Many machine learning methods are currently mainly driven by the outcomes. Mathematical theory, required to justify the methods used in practise, lags behind the rapid progress in applications and raises questions in terms of reliability of results, particularly for life-threatening decisions in healthcare. Since data is expected to play an even bigger role in our daily lives in the future, it is of great importance to develop systematic theoretical foundations and computational tools for the analysis of high-dimensional data sets and their integration into mathematical models.

This project uses partial differential equations for machine learning and is split into two main objectives: the analysis of big data sets with applications in semi-supervised learning in the first part and the integration of large data sets into mathematical models using machine learning techniques in the second part.

In terms of semi-supervised learning applications, important mathematical questions include finding structures within data sets and developing mathematical methods to identify them efficiently. Since the data points of a given data set are related to each other in a particular way, the data points can be represented as nodes of a graph and their relations can be expressed through edges, leading to the representation of the data as a graph or a network. This data representation motivates to study differential equations on graphs which is a new, promising field arising in many applications in high-dimensional data analysis. This part of the project involves studying differential equations on graphs by both establishing analytical foundations and developing computational methodologies.

The new insights into the data sets can be used for the seamless integration of big data sets into mathematical models. Based on machine learning techniques, the integration of large data sets into mathematical models will improve calibration and predictions. This part of the project investigates the mathematical formulation of the problem both analytically and numerically with the aim of developing efficient computational schemes.

One of the major application areas of this project will be in climate modelling. Climate change is reshaping our world, but more accurate predictions are required to face the coming changes. Bath has very close links with the Met Office and this project will take advantage of these through visits at the Met Office and in particular interactions with the Met Office’s data assimilation group to improve the exploitation of satellite data in numerical weather prediction. The methods developed in this project can be used for data analysis of satellite data. In a later stage, the Met Office’s forecasting procedures, involving techniques from data assimilation and numerical analysis of differential equations, will be applied to combine data and numerical weather predictions. 

Project keywords: partial differential equations, numerical analysis, mathematical analysis, data analysis.

Candidate Requirements:

Applicants should hold, or expect to receive, a First Class or good Upper Second Class Honours degree (or the equivalent). A master’s level qualification would also be advantageous.

Non-UK applicants must meet our English language entry requirement.

Enquiries and Applications:

Informal enquiries are welcomed and should be directed to Dr Lisa Maria Kreusser on email address [Email Address Removed].

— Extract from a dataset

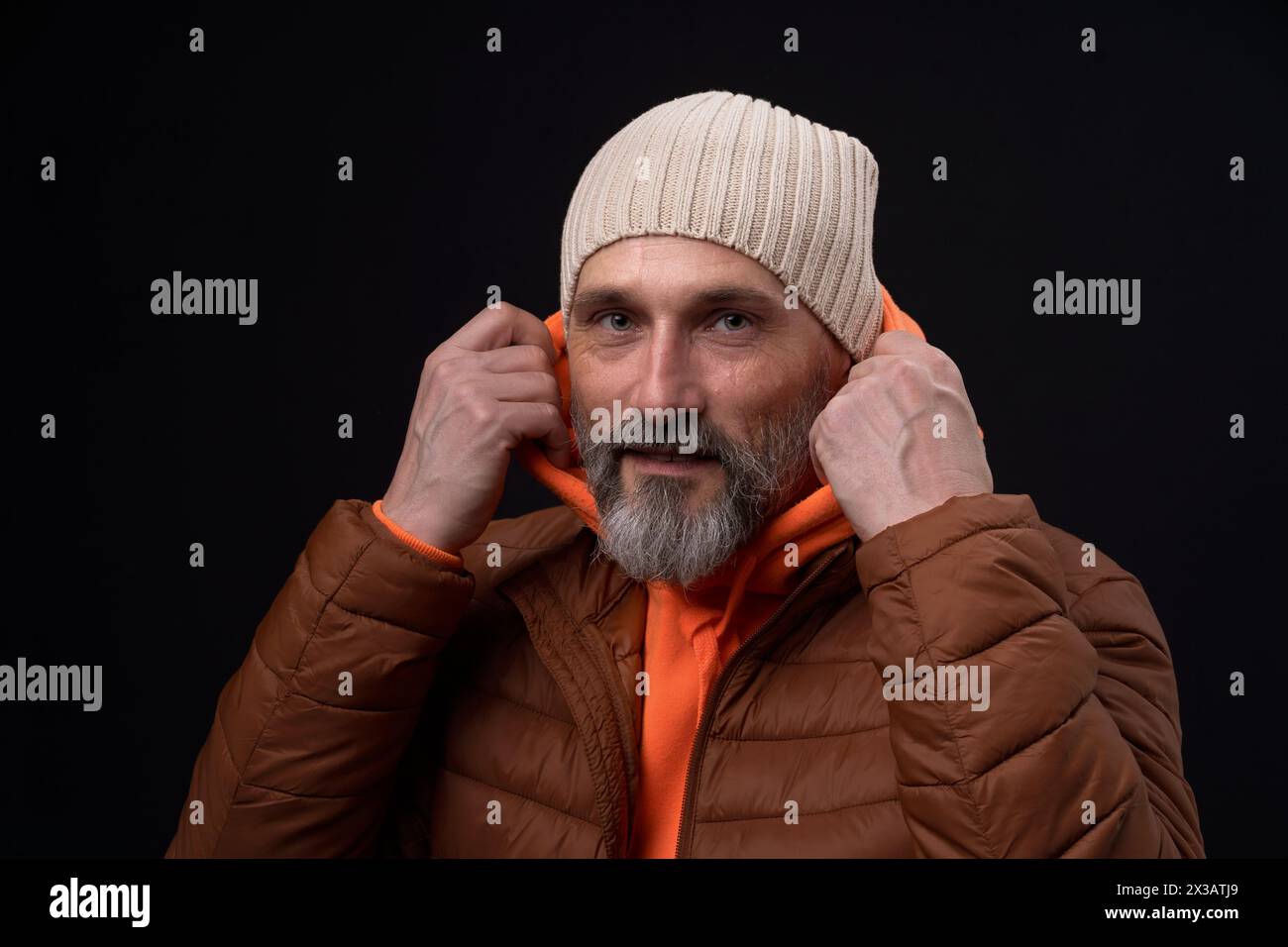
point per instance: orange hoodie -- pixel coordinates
(690, 635)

Formal applications should be made via the University of Bath’s online application form for a PhD in Mathematics.

More information about applying for a PhD at Bath may be found on our website.

Funding Eligibility:

To be eligible for funding, you must qualify as a Home student. The eligibility criteria for Home fee status are detailed and too complex to be summarised here in full; however, as a general guide, the following applicants will normally qualify subject to meeting residency requirements: UK nationals (living in the UK or EEA/Switzerland), Irish nationals (living in the UK or EEA/Switzerland), those with Indefinite Leave to Remain and EU nationals with pre-settled or settled status in the UK under the EU Settlement Scheme). This is not intended to be an exhaustive list. Additional information may be found on our fee status guidance webpage, on the GOV.UK website and on the UKCISA website.

Exceptional Overseas students (e.g. with a UK Master’s Distinction or international equivalent and relevant research experience), who are interested in this project, should contact the lead supervisor in the first instance to discuss the possibility of applying for supplementary funding.

Equality, Diversity and Inclusion:

We value a diverse research environment and aim to be an inclusive university, where difference is celebrated and respected. We welcome and encourage applications from under-represented groups.

If you have circumstances that you feel we should be aware of that have affected your educational attainment, then please feel free to tell us about it in your application form. The best way to do this is a short paragraph at the end of your personal statement.